Reprinted from The National
Barack Obama used an Israeli TV interview last week to gently rebuke Israel's prime minister. He warned Benjamin Netanyahu that security obsessions made him able only to "see the worst possibilities."
Mr Netanyahu's intransigence had destroyed Israel's "credibility" in regard to a two-state solution, Mr Obama added, indicating that he would not seek to revive peace talks.
Driving home the point, senior White House officials met for the first time with Breaking the Silence, a group of dissident soldiers vilified by Mr Netanyahu's government.
The organization recently published soldiers' testimonies that they received orders during Israel's attack on Gaza last summer to shoot Palestinians, whether they were armed or not. Such testimony could one day assist war crimes investigators at the International Criminal Court.
Meanwhile, Israel went into diplomatic meltdown over an exhibition of testimonies that Breaking the Silence is staging in Zurich. It lambasted Switzerland for funding a "slanderous" event. And Mr Netanyahu hurriedly held a press conference to defend Israel as one of "the world's greatest democracies," and barred government ministers from referring to the Obama interview.
The Israeli prime minister has proved himself a master of mining the rich seam of fear that dominates Israeli political discourse. It is the source of his power, as he illustrated during the election campaign when he warned voters the country's Arab citizens were "coming out in droves."
A poll of schoolchildren last week showed how deeply entrenched such chauvinist sentiments have become. It found that only a quarter of Jewish youngsters believe it is more important for Israel to be democratic than Jewish. Barely more -- 28 percent -- condemn the settlers' violent "pricetag" attacks, or the random violence aimed at the Palestinian population to exact a price for any action taken against the settlement enterprise.
One statistic helps explain the findings. Two-thirds of Jewish teenagers report never having had contact with a member of the country's Palestinian minority, one in five of the population.
That is not accidental. Successive governments have carefully structured life in Israel to avert any danger of Israelis developing relationships across the ethnic divide in their formative years.
Education is almost completely segregated, as is residency. The few spaces where the Jewish and Arab populations can meet come later, usually in asymmetrical roles at work. By then, ideas about Arabs are pretty fixed.
There is no popular demand for binational education apart from a half dozen private schools, one of which was firebombed last year by right-wingers who term the mixing of Jews and Arabs "assimilation."
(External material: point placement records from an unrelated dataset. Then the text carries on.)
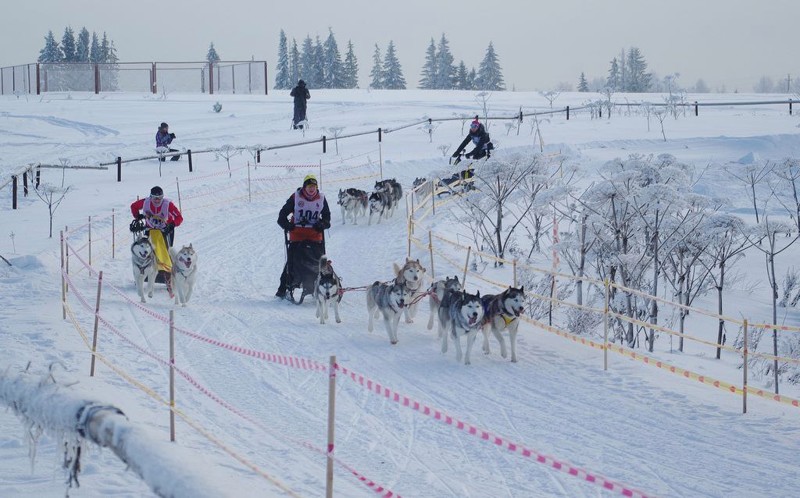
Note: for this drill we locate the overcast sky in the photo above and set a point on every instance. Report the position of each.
(728, 43)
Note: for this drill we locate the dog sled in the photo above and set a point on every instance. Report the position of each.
(140, 231)
(302, 268)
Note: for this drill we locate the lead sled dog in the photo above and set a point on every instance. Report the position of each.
(388, 300)
(184, 273)
(144, 265)
(502, 313)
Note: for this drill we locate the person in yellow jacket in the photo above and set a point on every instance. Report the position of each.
(304, 217)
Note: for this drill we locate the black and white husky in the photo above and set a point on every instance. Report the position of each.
(184, 273)
(436, 294)
(461, 314)
(144, 265)
(354, 203)
(502, 313)
(388, 299)
(327, 288)
(412, 276)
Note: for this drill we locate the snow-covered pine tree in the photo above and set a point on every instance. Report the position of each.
(94, 50)
(350, 67)
(333, 69)
(212, 55)
(82, 47)
(307, 62)
(392, 71)
(282, 77)
(583, 85)
(612, 82)
(294, 64)
(68, 45)
(376, 75)
(51, 53)
(318, 75)
(462, 77)
(490, 74)
(445, 70)
(639, 80)
(428, 78)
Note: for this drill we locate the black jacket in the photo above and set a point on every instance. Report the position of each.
(479, 137)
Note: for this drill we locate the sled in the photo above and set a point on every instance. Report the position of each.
(302, 264)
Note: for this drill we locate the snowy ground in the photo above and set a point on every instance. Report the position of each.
(633, 424)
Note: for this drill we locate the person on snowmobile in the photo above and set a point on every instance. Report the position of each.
(163, 139)
(480, 138)
(301, 96)
(304, 217)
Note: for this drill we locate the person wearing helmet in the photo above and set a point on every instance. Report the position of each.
(304, 217)
(480, 138)
(301, 95)
(158, 213)
(163, 139)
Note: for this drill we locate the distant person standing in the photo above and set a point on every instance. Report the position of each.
(163, 139)
(301, 96)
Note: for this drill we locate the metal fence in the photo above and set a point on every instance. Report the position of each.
(229, 77)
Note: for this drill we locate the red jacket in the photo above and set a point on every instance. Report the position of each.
(174, 213)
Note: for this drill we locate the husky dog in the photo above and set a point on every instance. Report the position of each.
(462, 315)
(144, 264)
(327, 288)
(389, 300)
(502, 313)
(379, 203)
(437, 293)
(412, 276)
(354, 204)
(184, 273)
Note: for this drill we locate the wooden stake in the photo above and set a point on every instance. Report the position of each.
(331, 426)
(96, 322)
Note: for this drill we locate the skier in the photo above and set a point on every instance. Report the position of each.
(304, 217)
(301, 95)
(480, 138)
(163, 139)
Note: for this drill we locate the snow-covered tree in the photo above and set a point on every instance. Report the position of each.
(332, 69)
(307, 59)
(490, 74)
(51, 53)
(445, 69)
(283, 78)
(583, 85)
(212, 55)
(294, 64)
(428, 78)
(82, 46)
(68, 45)
(392, 72)
(350, 71)
(376, 75)
(94, 51)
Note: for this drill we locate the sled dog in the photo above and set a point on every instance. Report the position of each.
(462, 316)
(144, 265)
(502, 313)
(354, 204)
(412, 276)
(436, 294)
(184, 273)
(327, 289)
(388, 299)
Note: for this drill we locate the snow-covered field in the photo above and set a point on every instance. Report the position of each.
(633, 424)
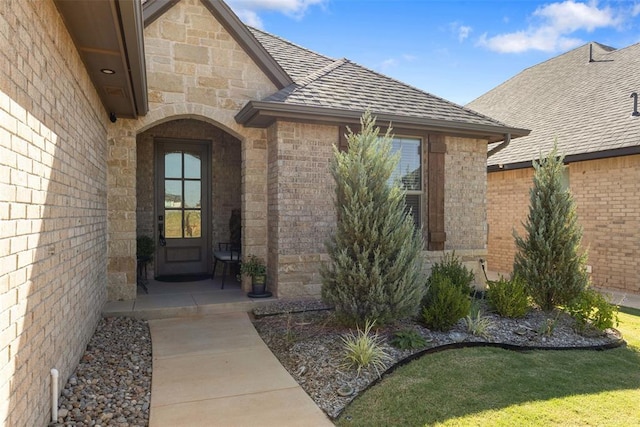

Even Israel's most liberal Jewish parents turn their back on mixed education beyond junior school, teachers tell me. They fear exposing their offspring to the psychological stress of developing friendships with Arabs just as they ready themselves to serve in an army that treats Palestinians as less than human.
Most Jewish children learn no Arabic, experience no Arab culture and are exposed to Arabs chiefly through images of war and violence. Despite living in the Middle East, they are encouraged to look westward, not east.
A majority of Jewish children are taught in religious schools that consciously eschew modern education in favor of a Biblical tribalism. Worse, the education ministry is now firmly in the hands of settler leader Naftali Bennett.
The dehumanization of Arabs only accelerates for Israelis during the military draft. The mechanics of prolonged occupation plays a part, as does the growing influence of settlers in the officer corps and the extremist rabbis who indoctrinate soldiers in "Jewish awareness."